As a rule I usually don't drink milk (can't stand the taste) and if I do it is fat free only. I have recently lost 37 lbs. And was told that I needed to start drinking milk since I am in my early 40's. After buying a couple of half gallons of regular fat free milk and then watching them expire before I could drink it all I decided to look for something else. I found organic milk and decided what could it hurt to try it. Well after the first glass I was totally hooked. The taste is amazing and I don't have to worry about it expiring before I can finish the carton. Now I look forward to drinking a glass of milk every morning!!!!

Replies to several of the comments; The longer shelf life is probably due to being "ultra pasteurized" unfortunately. This also makes it a bit bitter. It doesn't sell as fast so is often ultra pasteurized. Try to find regular as that additional cooking does affect the quality and nutrition.

There are huge differences between brands too. Some are barely better than conventional milk. Organic Valley brand is one of the best producers, Horizon is one of the worst.

Buying organic is also as much about avoiding the crap like antibiotics, GMOs and BGH (bovine growth hormones) as it is about getting better nutrition. So choose organic even if you can't afford the best brands.
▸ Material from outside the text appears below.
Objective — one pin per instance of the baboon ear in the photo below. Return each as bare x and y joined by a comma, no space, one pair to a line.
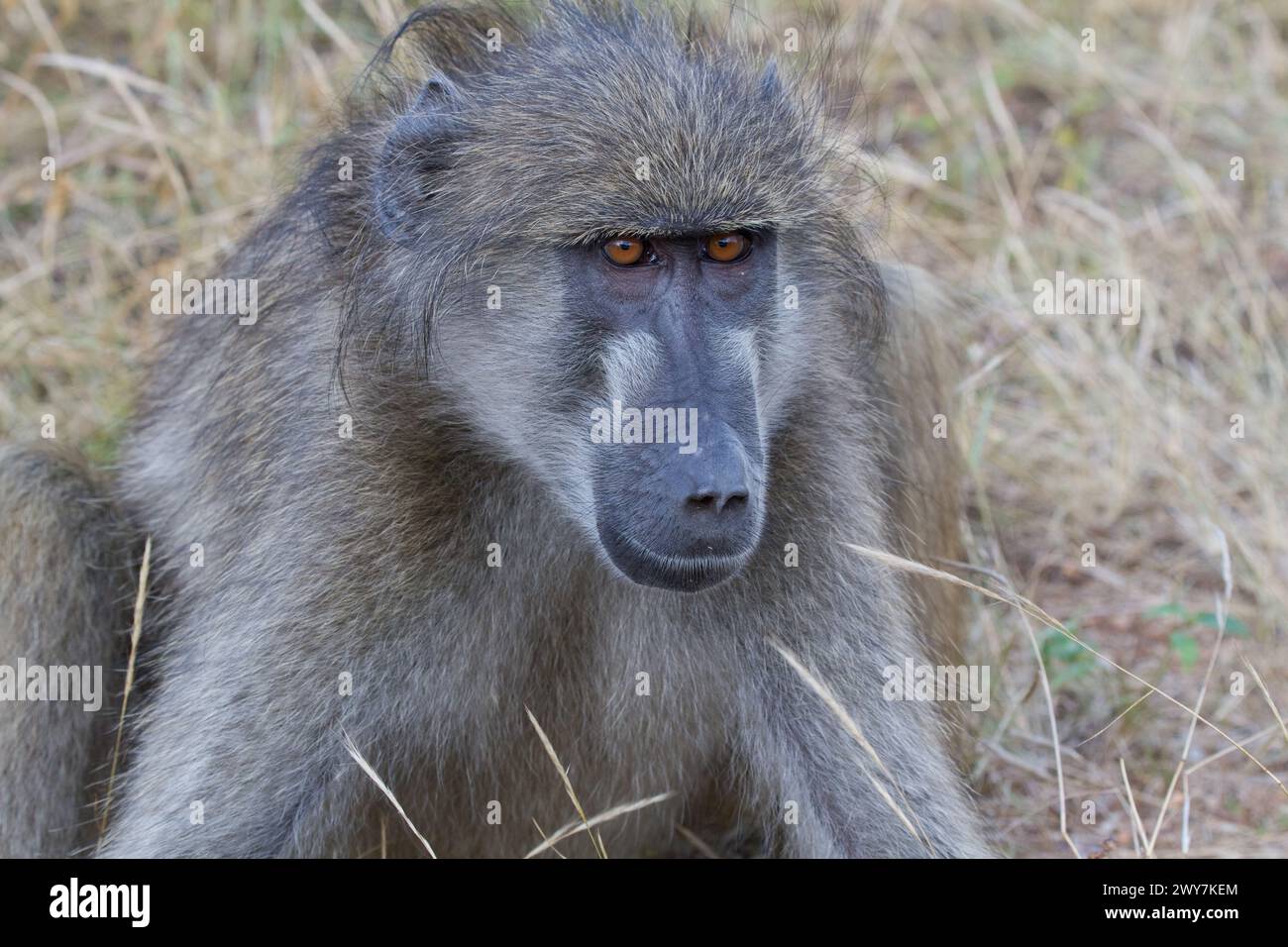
417,150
I had been drinking organic milk for the past 15 years or so. I thought I would try and save a few bucks and go back to regular milk. What a mistake. For one thing, the milk tastes terrible and I forgot how quick it sours. I ended up drinking a close to sour milk one day in my cereal. My gut paid for it for the next few days. I will never ever buy regular crappy milk again.

Thanks to the organic farmers out there!